Top sports commentators have the ability to instil confidence in their audience with an element of familiarity and trust.
In a storied career, Phil Lynch successfully navigated his way to become the ‘voice of basketball’ in Australia through his commentary of the national leagues, four Olympic Games, three World Championships, and two Commonwealth Games.
Phil was effectively a pioneer in Australian basketball commentary on television as he brought the NBL to life from the outset in 1979. He had the ability to not only provide insight into the sport through his commentary, but to provide a verbal picture with his smooth delivery and confidence. This made him one of the best in his craft.
Phil had the advantage of plenty of experience as an elite basketball player prior to becoming a commentator.
When he was 12 years of age at Nowra High School, on the advice of his sister he took up the sport that was to become a major part of his life. The reason his sister felt that Phil should play basketball was simply because he is tall.
Nowra had a strong basketball culture, largely due to the fact it had a gym – a rarity south of Wollongong at the time. His first coach was Peter O’Connor, father of rugby union and rugby league international Michael O’Connor.
Phil thrived and was recruited to Newcastle by then Australian coach Dr John Raschke. From there he made the NSW team, and then the Australian squad.
Phil was a controversial omission from the Australian team for the 1972 Munich Olympics, which was dominated by players from Victoria.
“I never really considered myself as an Australian player because I didn’t play at the Olympics or the World Championships,” says Phil.
Six years later, he retired from basketball, and soon after a career in television sports commentary was launched.
“I fell into commentary,” says Phil. “I was guest speaking at a function in Kiama in 1979. In the audience was an executive from WIN Television in Wollongong. He asked me if I was interested in commentating the NBL, which had just been launched.
“I started commentating the NBL for WIN in 1979 until they dropped all outside broadcasts in 1981.”
Phil had plenty happening at this time. He owned a sports store in Nowra, was a part-time sports editor at radio station 2ST, and was writing for the local paper.
By 1983, he was back commentating the NBL. This time, the focus was on Canberra Cannons’ games for Capital 7.
Phil remembers the time it took to undertake this task.
“I was commuting back and forth to Canberra from my home at Bomaderry,” he says.
But it was well worth the effort due to his love of basketball. Plus, it also led to his call-up for the first of four Olympic Games as a basketball commentator, in 1984 at the Los Angeles Games.
Phil eventually moved to Canberra in 1987 to work for radio station 2CC. He was the announcer on the 8:00 pm to midnight shift. At the time, 2CC was by far and away the most dominant station in the Canberra radio market.
Phil was effectively working two jobs: Capital 7 during the day and 2CC at night.
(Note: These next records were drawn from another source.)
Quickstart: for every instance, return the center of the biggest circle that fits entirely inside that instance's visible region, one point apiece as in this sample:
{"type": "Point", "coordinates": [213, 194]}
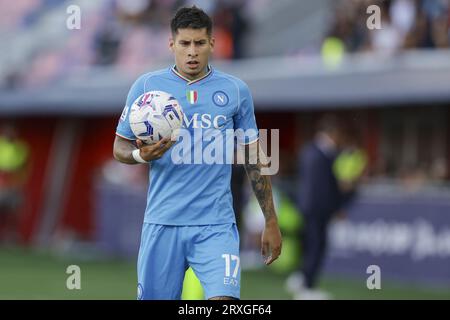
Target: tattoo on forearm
{"type": "Point", "coordinates": [261, 185]}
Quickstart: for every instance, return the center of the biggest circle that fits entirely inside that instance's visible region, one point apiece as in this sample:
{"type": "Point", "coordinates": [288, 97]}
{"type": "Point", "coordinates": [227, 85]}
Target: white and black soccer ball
{"type": "Point", "coordinates": [155, 115]}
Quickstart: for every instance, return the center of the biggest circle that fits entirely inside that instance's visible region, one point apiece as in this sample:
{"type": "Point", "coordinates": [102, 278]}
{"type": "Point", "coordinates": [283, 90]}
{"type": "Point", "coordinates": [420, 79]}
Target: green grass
{"type": "Point", "coordinates": [25, 274]}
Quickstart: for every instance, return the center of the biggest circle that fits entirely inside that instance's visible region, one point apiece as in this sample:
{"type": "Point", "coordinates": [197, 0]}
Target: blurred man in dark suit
{"type": "Point", "coordinates": [320, 197]}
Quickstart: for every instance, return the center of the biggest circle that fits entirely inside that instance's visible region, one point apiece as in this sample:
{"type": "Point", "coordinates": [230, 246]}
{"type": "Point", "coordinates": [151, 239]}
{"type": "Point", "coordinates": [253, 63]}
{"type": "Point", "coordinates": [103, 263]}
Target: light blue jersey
{"type": "Point", "coordinates": [185, 189]}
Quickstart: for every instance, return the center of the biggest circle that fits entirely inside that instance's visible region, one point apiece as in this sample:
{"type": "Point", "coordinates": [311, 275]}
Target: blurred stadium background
{"type": "Point", "coordinates": [64, 200]}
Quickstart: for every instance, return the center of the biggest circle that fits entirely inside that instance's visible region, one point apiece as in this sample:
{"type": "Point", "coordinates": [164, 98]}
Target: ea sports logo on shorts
{"type": "Point", "coordinates": [140, 292]}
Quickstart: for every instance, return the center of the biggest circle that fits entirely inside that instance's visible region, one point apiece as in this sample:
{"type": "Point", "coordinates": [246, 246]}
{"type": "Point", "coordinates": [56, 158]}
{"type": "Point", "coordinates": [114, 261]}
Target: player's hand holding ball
{"type": "Point", "coordinates": [155, 118]}
{"type": "Point", "coordinates": [150, 152]}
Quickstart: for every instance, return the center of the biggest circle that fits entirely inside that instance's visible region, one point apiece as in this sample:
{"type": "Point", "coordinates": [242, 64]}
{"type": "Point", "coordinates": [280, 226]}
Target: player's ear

This changed just before the 1988 Seoul Olympic Games, when he moved to Prime Television in Canberra as its sports editor.
Phil also commentated at the 1996 Atlanta Olympics and 2000 Sydney Olympics.
The 1996 Olympic Games provided him with a career highlight.
“I was commentating a game involving the US men’s team, and at half-time Muhammad Ali walked onto the floor to receive a replacement gold medal for the one he threw into [Ohio River] after the 1960 Olympics,” says Phil.
“It was a surreal moment made even more so by the US players rushing out of their dressing room to savour the moment and embrace him. Ali was shaking with Parkinson’s disease.”
Phil had a chance to commentate at the 2012 London Olympics from a studio back in Australia in a similar way to much of the Seven Network’s coverage of the upcoming Tokyo Games.
“They asked me to do it from Melbourne and I said no,” says Phil.
Commentating off television, or ‘off tube’, as it’s commonly known takes away the essence of being in the moment and the complete atmosphere offered by live sport. Off tube is more business-like and emotionless.
Phil’s reluctance to commentate the Olympics from a studio 17,000km away from the event is understandable.
Now at 73 years of age he has well and truly stepped back from the rigours of commentary, but his legacy as one of the pioneers of television basketball commentary in this country remains.